Stuck in the 1950s, our leading companies may need a prod
ANOTHER year and another set of disappointing results on diversity in company boardrooms. The Cranfield School of Management's annual survey of women in FTSE 100 directorships shows a painful lack of progress, with only 12.5 per cent of board positions occupied by females - a laughable 0.3 per cent increase from last year.
If you read the full report by Ruth Sealy and Susan Vinnicombe, it's easy to forget we're in 2010 and not still stuck in the 1950s.
What is perhaps more blood-boiling than the actual figures, however, is the fact that this report follows a raft of efforts by both the previous Labour government and bodies such as the Treasury select committee to tackle the difficult issue of female representation in management roles.

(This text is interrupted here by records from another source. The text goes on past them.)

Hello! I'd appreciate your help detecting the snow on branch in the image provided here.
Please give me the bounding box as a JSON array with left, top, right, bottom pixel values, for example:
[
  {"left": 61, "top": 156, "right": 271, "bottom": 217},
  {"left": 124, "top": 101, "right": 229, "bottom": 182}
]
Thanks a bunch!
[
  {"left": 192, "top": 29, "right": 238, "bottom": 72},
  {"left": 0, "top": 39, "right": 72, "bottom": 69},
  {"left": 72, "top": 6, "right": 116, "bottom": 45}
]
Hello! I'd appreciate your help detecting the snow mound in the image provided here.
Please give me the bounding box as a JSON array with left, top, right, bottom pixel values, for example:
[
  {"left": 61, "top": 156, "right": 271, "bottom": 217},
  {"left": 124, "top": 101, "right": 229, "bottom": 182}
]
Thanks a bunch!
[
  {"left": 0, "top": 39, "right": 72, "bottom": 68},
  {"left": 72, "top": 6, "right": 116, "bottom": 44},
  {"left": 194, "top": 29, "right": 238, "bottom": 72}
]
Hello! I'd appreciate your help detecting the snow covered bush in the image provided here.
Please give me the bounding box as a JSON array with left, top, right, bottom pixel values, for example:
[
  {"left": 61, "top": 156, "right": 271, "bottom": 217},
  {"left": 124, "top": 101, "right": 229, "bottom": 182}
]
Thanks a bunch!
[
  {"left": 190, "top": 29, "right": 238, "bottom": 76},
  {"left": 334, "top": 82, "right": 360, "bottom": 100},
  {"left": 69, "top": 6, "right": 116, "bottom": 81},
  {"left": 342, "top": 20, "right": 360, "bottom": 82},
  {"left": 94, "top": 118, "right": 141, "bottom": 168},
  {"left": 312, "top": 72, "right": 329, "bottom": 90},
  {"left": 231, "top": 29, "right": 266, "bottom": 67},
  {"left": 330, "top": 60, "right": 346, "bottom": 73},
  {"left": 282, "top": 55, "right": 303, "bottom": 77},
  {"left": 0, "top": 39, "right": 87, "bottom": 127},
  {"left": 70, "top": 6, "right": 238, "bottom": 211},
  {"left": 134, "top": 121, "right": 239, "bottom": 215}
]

It wasn't long ago that we listened to former equalities minister Harriet Harman talk about how a "Lehman Sisters" wouldn't have suffered the same fate as Lehman Brothers.
The Equality Bill has turned into the Equality Act and yet where are we? Nowhere if today's report from Cranfield is anything to go by.
Earlier this week, a government consultation on "Women on Boards" closed for evidence but something tells me that this time next year we'll be in no better position.
Many British women are, in principle, against compulsory quotas that are used in countries such as Norway to improve diversity at the highest levels.
But softer approaches such as mentoring schemes, women-only networking events and the like have come to almost nothing.
With everything else failing, is it time for plan B and harsher measures?